Ao refletir sobre a oportunidade, Surama Hualde ainda compartilha: “Quando uma mãe/mulher ocupa um espaço, ela não só se fortalece, mas também contribui para que outras mulheres vejam que seus sonhos são alcançáveis. Esse impacto não se limita à minha jornada individual, mas se estende à criação de um ambiente mais inclusivo e inspirador, onde mais mulheres possam se ver representadas e encorajadas a seguir suas próprias trajetórias na ciência e na academia.”
Sobre o curso
A organização do AnaeroLat 2025 informou que a realização do curso conta com financiamento de UNU-BIOLAC – Programa de Biotecnologia Universitária das Nações Unidas para a América Latina e o Caribe, uma organização não governamental e Caracas, Venezuela, o que permite oferece um número de bolsas de transporte e hospedagem para estudantes da América Latina e do Caribe.
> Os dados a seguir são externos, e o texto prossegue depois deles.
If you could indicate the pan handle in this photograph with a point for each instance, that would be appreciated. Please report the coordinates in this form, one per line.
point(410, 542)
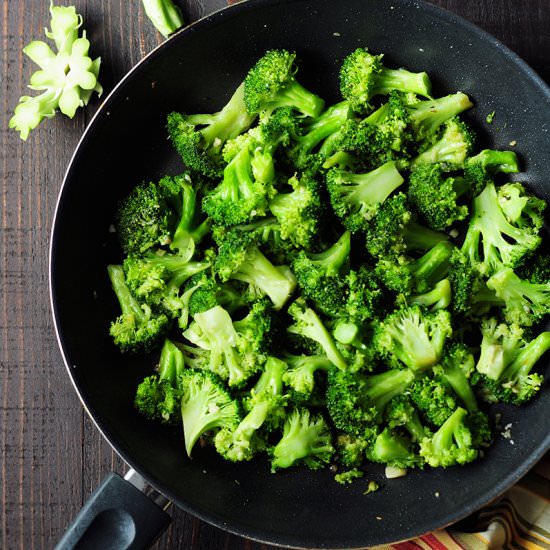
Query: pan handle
point(119, 514)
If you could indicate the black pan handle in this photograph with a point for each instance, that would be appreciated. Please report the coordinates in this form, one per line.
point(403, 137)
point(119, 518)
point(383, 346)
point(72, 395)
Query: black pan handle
point(118, 515)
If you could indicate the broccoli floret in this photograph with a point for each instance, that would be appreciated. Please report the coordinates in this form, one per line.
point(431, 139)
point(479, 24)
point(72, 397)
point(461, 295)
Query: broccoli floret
point(394, 449)
point(451, 444)
point(470, 294)
point(381, 137)
point(525, 303)
point(506, 360)
point(319, 137)
point(439, 297)
point(451, 149)
point(308, 325)
point(401, 412)
point(158, 396)
point(394, 231)
point(205, 405)
point(433, 397)
point(363, 76)
point(356, 197)
point(413, 337)
point(265, 406)
point(299, 212)
point(236, 349)
point(356, 401)
point(271, 83)
point(240, 258)
point(240, 197)
point(152, 277)
point(407, 275)
point(521, 208)
point(491, 241)
point(426, 117)
point(300, 375)
point(480, 169)
point(436, 197)
point(320, 275)
point(137, 329)
point(199, 138)
point(306, 439)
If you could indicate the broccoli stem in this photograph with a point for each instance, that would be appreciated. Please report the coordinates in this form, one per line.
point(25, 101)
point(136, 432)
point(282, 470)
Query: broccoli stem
point(128, 304)
point(231, 121)
point(401, 80)
point(427, 116)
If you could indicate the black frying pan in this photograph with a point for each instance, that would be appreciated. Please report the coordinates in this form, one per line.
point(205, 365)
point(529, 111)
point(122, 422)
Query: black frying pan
point(196, 70)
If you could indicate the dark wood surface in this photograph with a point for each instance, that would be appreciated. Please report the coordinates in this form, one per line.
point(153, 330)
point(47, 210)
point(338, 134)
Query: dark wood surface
point(52, 457)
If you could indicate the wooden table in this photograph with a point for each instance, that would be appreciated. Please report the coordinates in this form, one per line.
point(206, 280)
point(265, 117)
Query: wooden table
point(44, 432)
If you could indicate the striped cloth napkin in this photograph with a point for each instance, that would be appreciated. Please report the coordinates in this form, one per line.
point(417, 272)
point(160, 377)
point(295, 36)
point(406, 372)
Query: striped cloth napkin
point(520, 519)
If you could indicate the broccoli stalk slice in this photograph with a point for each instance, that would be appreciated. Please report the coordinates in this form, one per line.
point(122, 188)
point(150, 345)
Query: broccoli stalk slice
point(356, 197)
point(525, 303)
point(205, 405)
point(491, 241)
point(306, 438)
point(451, 444)
point(427, 116)
point(308, 325)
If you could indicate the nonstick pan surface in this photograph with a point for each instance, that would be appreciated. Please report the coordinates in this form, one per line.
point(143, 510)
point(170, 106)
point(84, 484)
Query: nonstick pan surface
point(196, 71)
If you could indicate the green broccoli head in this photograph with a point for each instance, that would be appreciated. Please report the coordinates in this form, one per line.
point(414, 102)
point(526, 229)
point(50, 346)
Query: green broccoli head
point(271, 83)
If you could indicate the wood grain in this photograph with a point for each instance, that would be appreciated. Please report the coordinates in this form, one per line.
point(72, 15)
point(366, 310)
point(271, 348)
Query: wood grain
point(52, 457)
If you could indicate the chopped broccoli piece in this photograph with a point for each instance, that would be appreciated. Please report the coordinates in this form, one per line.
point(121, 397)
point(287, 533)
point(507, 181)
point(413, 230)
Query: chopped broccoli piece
point(451, 444)
point(137, 329)
point(240, 258)
point(199, 139)
point(205, 405)
point(363, 76)
point(356, 197)
point(271, 83)
point(414, 337)
point(306, 439)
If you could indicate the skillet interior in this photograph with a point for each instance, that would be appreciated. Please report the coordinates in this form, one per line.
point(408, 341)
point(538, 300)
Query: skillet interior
point(196, 71)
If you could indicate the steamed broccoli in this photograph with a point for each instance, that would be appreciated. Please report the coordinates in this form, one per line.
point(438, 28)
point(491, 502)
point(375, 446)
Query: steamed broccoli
point(506, 360)
point(363, 76)
point(158, 396)
point(451, 444)
point(414, 337)
point(240, 258)
point(356, 401)
point(271, 83)
point(200, 138)
point(306, 439)
point(491, 240)
point(264, 408)
point(205, 406)
point(356, 197)
point(138, 328)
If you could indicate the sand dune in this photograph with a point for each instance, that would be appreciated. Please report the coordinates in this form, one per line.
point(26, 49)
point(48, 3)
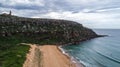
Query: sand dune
point(51, 57)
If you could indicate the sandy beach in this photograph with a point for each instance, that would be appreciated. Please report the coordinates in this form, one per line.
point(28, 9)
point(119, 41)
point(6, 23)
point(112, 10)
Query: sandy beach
point(51, 57)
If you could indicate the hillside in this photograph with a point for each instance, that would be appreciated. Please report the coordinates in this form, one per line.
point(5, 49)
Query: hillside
point(44, 31)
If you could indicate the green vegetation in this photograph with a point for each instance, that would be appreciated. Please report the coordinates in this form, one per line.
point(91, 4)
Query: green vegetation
point(11, 53)
point(15, 30)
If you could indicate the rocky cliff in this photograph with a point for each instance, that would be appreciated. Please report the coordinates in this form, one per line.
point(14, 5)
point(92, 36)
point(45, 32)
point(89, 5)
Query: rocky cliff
point(48, 30)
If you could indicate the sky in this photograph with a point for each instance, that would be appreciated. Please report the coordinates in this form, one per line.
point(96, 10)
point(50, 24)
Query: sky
point(90, 13)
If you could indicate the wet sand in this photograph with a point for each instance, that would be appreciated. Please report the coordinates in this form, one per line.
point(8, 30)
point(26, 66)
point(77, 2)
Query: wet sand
point(47, 56)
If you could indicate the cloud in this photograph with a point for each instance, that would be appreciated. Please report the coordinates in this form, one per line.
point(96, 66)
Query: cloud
point(91, 13)
point(92, 20)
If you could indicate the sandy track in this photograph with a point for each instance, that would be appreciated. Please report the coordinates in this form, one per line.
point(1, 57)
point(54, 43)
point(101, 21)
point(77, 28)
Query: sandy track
point(51, 57)
point(33, 57)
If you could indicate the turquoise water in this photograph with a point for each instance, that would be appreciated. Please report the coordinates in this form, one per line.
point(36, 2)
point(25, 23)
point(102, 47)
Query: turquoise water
point(98, 52)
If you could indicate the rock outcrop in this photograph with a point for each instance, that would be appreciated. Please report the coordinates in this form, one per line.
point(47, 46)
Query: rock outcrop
point(52, 30)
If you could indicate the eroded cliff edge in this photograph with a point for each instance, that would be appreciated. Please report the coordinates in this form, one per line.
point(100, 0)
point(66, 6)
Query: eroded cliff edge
point(44, 31)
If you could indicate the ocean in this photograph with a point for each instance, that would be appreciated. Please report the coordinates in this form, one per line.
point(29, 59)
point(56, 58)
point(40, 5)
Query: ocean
point(98, 52)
“Devido à alta demanda, priorizamos garantir a representação de diversos países e grupos de pesquisa. Por esse motivo, do Brasil teremos apenas dois estudantes: Surama, da Universidade Federal de Alfenas, e um estudante da Universidade de São Paulo”, explicou via e-mail.
O curso contará com aulas teóricas e práticas sobre temas como: Extração de DNA para anaeróbio: amostras complexas; Avaliação de um biocida epóxi usado para controlar a biocorrosão de processo em tanques de armazenamento de petróleo bruto; Enriquecimentos usando diferentes metodologias de anaerobiose; Diversidade microbiana de áreas geotérmicas; Degradação antropogênica (poluentes e biorremediação por anaeróbio microorganismos) e Crescimento anaeróbico de arqueias metanogênicas.
A pesquisadora de pós-doutorado do PPGCA da UNIFAL-MG, Bruna Zampieri, também participará do curso como convidada para ministrar uma das unidades curriculares programadas para a semana.